Le deuxième objectif est de mieux soigner l’obésité.

Le rapport Laville considère que les recommandations très récentes (2022 et 2023) de la HAS (Haute autorité de santé) pour la prise en charge de l’obésité nécessitent une « modification profonde de l’offre de soins pour la rendre accessible, lisible et graduée » au niveau patient.

Des mesures immédiates sont proposées, en premier lieu la reconnaissance de l’obésité comme maladie chronique, permettant d’instaurer une prise en charge en ALD (affection de longue durée) pour l’obésité de niveau 2, soit un IMC (indice de masse corporelle) supérieur à 35.

Il s’agit aussi de favoriser le dépistage et la prise en charge de l’obésité en soins primaires (généraliste) et par des équipes pluriprofessionnelles. Une consultation poussée Obésité existe déjà chez l’enfant, elle pourrait être étendue à l’adulte, de même qu’un forfait de prise en charge de l’obésité.

Pour les soins, le Pr Laville recommande un accès facilité aux innovations thérapeutiques issues de l’expérimentation via des programmes dits « articles 51 » qui visent à rentrer rapidement dans le droit commun. Sont cités à titre d’exemple les programmes portant sur la prise en charge personnalisée de l’obésité de l’enfant, des programmes médico-éducatifs pour l’adulte, et d’autres sur la chirurgie bariatrique.

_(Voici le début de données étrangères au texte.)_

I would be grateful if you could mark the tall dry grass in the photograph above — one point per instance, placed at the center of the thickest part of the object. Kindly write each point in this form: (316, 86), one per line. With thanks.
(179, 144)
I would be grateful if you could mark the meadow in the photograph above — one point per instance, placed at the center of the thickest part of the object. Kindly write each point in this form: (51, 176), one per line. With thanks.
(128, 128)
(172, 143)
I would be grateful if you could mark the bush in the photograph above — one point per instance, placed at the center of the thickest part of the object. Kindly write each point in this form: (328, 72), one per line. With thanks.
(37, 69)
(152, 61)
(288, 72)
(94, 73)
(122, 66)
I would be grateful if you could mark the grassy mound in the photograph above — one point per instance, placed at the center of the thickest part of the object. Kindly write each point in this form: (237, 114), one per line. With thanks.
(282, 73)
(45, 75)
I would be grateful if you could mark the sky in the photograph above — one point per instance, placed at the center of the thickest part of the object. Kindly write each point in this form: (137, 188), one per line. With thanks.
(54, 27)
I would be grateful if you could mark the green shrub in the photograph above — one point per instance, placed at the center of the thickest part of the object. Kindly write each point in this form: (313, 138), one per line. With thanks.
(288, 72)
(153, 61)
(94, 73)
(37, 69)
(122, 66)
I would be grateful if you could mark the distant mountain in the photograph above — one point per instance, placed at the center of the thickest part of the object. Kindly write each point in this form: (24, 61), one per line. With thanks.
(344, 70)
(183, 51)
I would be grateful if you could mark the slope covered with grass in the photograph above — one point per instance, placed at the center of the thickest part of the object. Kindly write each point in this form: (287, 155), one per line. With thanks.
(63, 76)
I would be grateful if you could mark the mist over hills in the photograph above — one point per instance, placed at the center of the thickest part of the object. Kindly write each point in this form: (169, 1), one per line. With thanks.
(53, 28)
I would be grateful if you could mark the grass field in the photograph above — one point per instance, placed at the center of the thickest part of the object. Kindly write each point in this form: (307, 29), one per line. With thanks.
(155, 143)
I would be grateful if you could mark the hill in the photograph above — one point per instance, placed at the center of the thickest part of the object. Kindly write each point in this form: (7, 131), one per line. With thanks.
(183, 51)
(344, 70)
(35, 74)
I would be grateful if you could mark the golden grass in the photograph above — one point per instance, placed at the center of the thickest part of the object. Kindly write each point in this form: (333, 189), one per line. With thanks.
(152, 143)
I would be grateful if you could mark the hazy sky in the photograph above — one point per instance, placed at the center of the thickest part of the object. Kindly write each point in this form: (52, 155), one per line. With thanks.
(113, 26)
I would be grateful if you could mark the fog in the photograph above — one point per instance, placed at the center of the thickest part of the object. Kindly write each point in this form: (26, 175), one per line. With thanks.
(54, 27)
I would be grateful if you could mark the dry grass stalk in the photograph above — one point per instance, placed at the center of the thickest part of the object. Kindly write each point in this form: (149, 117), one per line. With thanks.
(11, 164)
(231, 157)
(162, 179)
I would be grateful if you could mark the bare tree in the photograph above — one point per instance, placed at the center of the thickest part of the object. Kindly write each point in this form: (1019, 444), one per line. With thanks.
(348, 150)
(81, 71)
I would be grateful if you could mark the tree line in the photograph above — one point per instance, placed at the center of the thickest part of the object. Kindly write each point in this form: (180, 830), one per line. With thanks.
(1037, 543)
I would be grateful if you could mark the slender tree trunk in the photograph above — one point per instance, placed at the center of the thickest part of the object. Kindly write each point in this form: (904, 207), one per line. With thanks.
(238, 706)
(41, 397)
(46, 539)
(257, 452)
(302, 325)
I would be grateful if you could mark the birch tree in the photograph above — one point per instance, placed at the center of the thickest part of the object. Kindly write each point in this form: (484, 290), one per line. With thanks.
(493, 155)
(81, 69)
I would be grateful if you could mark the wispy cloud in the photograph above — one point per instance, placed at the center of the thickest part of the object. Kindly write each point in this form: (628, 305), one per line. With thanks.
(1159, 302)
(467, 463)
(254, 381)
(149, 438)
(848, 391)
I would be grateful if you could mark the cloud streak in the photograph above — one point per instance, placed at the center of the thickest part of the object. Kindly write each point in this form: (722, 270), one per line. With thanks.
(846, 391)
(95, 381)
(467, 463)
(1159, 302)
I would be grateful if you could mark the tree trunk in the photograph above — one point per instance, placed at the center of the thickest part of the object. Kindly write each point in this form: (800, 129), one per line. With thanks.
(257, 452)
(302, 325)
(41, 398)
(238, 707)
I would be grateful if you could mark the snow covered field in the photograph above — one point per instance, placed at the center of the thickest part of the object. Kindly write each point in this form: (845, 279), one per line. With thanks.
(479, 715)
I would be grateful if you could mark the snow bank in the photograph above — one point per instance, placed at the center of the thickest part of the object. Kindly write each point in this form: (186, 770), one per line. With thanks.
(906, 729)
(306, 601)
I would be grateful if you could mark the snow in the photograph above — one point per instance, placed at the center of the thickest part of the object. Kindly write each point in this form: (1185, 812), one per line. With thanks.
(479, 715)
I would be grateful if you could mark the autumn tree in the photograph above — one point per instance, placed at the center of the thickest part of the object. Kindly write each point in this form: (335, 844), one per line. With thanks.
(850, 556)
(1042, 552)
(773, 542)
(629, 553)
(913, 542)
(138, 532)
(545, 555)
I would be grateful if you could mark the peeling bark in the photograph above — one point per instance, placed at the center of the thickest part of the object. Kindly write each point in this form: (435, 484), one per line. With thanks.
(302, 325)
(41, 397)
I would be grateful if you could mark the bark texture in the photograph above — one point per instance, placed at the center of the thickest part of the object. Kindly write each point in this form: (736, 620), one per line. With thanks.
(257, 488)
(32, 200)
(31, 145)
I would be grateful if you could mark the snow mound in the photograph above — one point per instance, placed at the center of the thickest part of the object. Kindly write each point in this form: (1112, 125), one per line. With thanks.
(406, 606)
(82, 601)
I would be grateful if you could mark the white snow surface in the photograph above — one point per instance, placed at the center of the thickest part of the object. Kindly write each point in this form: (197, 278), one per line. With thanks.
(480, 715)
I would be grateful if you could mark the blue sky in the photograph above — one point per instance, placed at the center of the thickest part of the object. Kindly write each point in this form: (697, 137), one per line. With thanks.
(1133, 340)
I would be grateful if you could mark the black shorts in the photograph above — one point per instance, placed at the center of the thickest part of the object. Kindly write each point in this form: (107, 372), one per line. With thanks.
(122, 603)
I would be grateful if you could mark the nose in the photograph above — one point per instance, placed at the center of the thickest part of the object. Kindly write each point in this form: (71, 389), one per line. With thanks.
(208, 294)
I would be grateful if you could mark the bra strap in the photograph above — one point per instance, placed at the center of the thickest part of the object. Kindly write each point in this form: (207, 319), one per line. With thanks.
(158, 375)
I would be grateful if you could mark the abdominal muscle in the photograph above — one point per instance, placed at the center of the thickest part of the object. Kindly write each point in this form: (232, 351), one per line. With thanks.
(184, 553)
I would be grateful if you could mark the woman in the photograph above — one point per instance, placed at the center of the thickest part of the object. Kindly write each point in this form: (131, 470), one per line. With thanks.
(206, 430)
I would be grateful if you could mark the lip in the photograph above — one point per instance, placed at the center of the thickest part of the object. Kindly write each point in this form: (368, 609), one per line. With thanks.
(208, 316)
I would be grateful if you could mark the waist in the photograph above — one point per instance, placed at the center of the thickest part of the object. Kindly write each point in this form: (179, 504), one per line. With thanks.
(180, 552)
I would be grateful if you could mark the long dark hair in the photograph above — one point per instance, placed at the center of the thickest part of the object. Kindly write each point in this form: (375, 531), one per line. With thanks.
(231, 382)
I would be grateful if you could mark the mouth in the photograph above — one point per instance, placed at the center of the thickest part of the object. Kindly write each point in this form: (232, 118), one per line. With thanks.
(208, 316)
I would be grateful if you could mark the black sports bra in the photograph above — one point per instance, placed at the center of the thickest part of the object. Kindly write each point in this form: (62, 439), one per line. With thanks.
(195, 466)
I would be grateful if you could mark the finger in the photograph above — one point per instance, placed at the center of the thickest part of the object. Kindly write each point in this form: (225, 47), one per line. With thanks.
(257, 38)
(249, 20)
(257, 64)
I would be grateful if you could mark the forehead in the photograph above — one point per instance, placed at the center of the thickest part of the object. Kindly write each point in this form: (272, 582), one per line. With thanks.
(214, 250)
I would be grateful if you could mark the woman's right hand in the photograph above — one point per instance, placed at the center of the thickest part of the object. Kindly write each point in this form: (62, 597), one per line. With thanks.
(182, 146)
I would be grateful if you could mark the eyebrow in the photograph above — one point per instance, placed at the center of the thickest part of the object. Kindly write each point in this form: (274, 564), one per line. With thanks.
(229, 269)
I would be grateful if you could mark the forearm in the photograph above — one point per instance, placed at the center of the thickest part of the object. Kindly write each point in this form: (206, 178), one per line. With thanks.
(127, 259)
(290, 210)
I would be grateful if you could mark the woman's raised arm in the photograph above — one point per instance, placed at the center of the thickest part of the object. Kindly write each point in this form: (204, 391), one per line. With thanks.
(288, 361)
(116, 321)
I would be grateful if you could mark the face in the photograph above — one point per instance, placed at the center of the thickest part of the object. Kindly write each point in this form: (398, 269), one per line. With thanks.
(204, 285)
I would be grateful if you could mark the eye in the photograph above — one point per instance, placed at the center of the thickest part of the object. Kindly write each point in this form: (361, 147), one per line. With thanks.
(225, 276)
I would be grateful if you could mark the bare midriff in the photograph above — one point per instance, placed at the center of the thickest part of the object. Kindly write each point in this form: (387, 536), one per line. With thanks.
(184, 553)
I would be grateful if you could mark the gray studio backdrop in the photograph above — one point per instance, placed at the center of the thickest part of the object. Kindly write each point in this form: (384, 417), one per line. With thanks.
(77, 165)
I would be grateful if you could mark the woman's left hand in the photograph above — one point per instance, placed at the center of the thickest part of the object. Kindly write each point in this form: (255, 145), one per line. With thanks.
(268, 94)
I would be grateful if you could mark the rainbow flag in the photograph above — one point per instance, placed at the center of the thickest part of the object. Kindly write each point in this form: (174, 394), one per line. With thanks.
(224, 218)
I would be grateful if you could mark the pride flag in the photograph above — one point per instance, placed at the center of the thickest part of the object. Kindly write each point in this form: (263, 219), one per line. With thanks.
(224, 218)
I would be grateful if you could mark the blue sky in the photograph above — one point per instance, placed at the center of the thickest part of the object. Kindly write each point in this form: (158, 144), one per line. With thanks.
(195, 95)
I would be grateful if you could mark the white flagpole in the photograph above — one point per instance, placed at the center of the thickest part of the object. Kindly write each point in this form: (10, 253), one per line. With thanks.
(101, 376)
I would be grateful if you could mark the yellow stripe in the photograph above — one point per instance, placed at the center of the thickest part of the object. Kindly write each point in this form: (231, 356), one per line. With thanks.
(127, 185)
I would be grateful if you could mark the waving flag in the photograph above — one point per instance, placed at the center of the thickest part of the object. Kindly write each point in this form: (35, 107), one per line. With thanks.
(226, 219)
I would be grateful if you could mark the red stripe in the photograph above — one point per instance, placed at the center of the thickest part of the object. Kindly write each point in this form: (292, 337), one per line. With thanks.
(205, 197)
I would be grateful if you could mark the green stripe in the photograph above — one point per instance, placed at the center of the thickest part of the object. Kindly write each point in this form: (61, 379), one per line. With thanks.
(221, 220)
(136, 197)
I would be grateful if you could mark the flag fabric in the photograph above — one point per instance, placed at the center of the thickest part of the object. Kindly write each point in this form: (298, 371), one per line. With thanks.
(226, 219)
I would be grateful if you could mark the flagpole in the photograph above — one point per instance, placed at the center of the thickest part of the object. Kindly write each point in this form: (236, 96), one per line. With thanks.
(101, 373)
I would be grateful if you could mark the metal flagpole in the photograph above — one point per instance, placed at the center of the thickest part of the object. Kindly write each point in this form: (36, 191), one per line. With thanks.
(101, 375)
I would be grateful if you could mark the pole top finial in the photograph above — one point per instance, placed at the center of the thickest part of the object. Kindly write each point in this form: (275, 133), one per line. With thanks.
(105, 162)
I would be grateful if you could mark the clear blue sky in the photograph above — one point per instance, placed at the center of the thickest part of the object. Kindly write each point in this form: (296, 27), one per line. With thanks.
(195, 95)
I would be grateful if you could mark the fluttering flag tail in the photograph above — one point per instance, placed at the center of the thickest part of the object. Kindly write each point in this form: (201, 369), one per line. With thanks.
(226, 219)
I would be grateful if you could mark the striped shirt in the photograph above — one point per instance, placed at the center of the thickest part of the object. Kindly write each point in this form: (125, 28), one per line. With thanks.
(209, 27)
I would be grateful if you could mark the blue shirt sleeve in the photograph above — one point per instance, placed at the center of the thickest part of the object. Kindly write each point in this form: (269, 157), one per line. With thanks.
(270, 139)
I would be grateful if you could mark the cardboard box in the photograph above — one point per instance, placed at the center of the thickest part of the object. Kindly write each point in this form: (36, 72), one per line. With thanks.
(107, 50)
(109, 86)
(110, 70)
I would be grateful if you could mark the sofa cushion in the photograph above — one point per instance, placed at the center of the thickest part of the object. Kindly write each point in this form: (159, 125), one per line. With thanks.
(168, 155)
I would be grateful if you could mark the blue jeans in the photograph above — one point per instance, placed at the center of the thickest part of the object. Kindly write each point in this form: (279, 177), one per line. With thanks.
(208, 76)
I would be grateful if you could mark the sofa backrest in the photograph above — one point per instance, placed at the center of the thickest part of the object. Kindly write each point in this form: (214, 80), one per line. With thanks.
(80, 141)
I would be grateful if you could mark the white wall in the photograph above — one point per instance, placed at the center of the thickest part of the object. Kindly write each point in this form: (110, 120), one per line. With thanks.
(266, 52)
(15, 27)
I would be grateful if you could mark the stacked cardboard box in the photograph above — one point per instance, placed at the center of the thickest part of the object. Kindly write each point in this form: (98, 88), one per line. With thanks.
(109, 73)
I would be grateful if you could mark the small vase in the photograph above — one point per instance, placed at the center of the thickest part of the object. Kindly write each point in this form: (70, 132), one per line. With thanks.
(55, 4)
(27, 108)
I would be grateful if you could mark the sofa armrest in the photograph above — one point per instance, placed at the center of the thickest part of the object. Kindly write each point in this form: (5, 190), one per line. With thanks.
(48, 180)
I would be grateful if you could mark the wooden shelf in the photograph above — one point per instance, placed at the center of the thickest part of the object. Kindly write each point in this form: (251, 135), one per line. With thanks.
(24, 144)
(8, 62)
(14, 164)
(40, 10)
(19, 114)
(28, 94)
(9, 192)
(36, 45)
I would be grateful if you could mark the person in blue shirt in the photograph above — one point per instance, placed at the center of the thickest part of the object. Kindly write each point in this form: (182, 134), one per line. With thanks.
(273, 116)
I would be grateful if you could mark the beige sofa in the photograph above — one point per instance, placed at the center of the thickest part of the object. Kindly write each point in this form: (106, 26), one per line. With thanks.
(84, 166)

En termes d’infrastructures de prise en charge, les Centres spécialisés en obésité (SCO) devraient être renforcés comme centres de soins de 3e recours et pour la mise en place d’une filière Obésité sur le territoire.
Tout cela ne va pas sans la satisfaction des besoins de formation. Le rapport place l’augmentation du nombre de médecins spécialisés en obésité comme une « urgence absolue« , mais aussi l’inclusion de la formation à la prévention dans les études médicales de base. De même, tous les professionnels de santé y compris auxiliaires de santé devraient avoir une formation sur l’obésité, entretenue par la formation continue.

Recherche française sur l’obésité : en décrochage

Le 3e objectif, c’est la recherche et l’innovation, avec le constat d’un déficit majeur d’investissement sur le thème de l’obésité entraînant une recherche à la traîne au niveau international pour la France, contrairement à de nombreux pays comme l’Allemagne, les pays scandinaves et les États-Unis qui investissent massivement dans ce domaine. Un choix judicieux selon l’OCDE qui parle d’excellent retour sur investissement, étant donné les coûts faramineux des coûts directs et indirects de l’obésité.

Le rapport Laville préconise ainsi 3 axes : création d’un réseau national de recherche transdisciplinaire sur l’obésité, le soutien aux cohortes existantes comme exposé plus haut dans cet article, et le soutien à la recherche clinique.

L’Outre-mer (DROM) prioritaire

C’est en soi l’objectif n°4 du rapport Laville, les départements et régions d’Outre-mer cumulant « tous les obstacles » avec une situation sanitaire très dégradée : forte prévalence de l’obésité et en conséquence beaucoup de diabète, syndrome métabolique, hypertension artérielle, insuffisance rénale chronique, maladies coronariennes, AVC (accidents vasculaires cérébraux).

Notre conclusion sur ce rapport : il révèle l’enjeu du traitement de l’obésité non plus comme seul facteur de risque mais comme maladie, d’où cette demande de reconnaissance comme ALD. si cette préconisation aboutit, elle permettrait plus facilement le développement de la prise en charge préconisée, y compris les médicaments. Certains débats actuels sont ancrés dans le faux dilemme de la prévention versus traitement. En l’état actuel alarmant de la situation et la dynamique du fléau de l’obésité, pourquoi les opposer ? Cette réflexion est dans le contexte des nouveaux médicaments, à l’origine contre le diabète qui commencent à être autorisés pour le traitement de l’obésité avec des résultats spectaculaires. Ils coûtent cher et leur remboursement pourrait contribuer à changer la donne. Nous avons abondamment parlé de ces molécules (voir ci-dessous « Pour aller plus loin », et il y en a d’autres en développement avec des mécanismes d’action différents.

Côté prévention, les mesures proposées paraissent essentielles pour éduquer les jeunes – et leur parents – à une alimentation saine avec un ennemi déclaré qui est le sucre.